BEAS-2B cells or monocytes alone were stimulated in 12-well plates with 50 μg/ml DEP, 1 pg/ml LPS, or both DEP and LPS for 15, 30, and 60 min. Protein was obtained by lysing samples as previously described (40) and analyzed by SDS gel electrophoresis blotted onto Hyband-c-extra nitrocellulose membrane. Samples were probed with 1:1,000 anti-p38 monoclonal IgM (rabbit), 1:5,000 anti-actin (rabbit), or 1:1,000 anti-IL-1β (mouse) monoclonal antibody. Binding was detected using a 1:2,000 anti-rabbit or anti-mouse horseradish peroxidase-conjugated secondary antibody, respectively, and enhanced chemiluminescence detected with Amersham ECL detection reagents.

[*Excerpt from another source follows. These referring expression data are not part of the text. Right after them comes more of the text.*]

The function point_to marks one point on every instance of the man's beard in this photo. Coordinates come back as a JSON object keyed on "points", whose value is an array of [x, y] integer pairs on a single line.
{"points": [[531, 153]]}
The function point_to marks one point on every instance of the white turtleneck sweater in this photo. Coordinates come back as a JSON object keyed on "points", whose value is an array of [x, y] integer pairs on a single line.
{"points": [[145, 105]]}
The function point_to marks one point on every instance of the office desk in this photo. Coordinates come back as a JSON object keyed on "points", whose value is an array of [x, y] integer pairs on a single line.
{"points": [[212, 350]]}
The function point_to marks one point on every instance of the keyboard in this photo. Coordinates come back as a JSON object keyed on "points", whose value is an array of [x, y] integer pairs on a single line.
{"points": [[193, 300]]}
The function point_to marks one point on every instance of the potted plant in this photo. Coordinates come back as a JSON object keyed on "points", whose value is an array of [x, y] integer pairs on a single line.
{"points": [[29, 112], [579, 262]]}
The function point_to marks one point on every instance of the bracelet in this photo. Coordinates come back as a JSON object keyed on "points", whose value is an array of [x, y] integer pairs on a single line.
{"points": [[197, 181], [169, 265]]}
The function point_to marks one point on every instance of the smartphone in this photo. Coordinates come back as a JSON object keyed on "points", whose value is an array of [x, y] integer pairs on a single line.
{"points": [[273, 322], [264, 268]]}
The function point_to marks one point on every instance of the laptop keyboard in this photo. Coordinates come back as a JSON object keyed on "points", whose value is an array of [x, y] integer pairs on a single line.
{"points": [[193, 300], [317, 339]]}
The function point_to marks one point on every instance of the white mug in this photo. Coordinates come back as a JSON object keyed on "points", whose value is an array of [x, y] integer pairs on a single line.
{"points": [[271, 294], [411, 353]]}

Quantitative signals were derived by densitometric analysis using NIH image 1.62 analysis software, and data displayed as ratio compared with actin loading control.
Cells were stimulated with 50 μg/ml DEP, 1 pg/ml LPS, or both DEP and LPS for 1, 4, or 24 h. BEAS-2B cells were detached with non-enzymatic cell dissociation solution, pelleted by centrifugation (1,000 g), and resuspended in buffer (PBS, 0.25% bovine serum albumin, 10 mM HEPES). Monocytes were harvested by gentle pipetting. Cells were stained with 1:10 PE-conjugated anti-human TLR4 or CD14 antibody or their relevant 1:10 PE-conjugated mouse IgG2a and IgG1 kappa isotype controls, for 30 min in the dark on ice. Antibody binding was detected in the FL-2 channel of a FACSCalibur flow cytometer (Becton-Dickinson, San Jose, CA) and quantified as specific mean fluorescence after subtraction of the respective isotype control. Data analysis was performed using FlowJo software (Tree Star, Ashland, OR) and quantified as specific mean fluorescence.
1 μM ATP was suspended in dH2O, with or without 50 μg/ml DEP, for 3 h. The mixture was centrifuged at 1,000 g for 3 min to mimic the method used to obtain cell-free supernatants and then serially diluted. Samples were detected using an ATP determination kit (Invitrogen, Paisley, UK) as per the manufacturer's instructions. The ATP Determination Kit is a bioluminescence assay for quantitative determination of ATP with recombinant firefly luciferase and its substrate d-luciferin. Luminescence was determined using a Packard Biosciences Fusion universal microplate analyzer (PerkinElmer, Beaconsfield, UK).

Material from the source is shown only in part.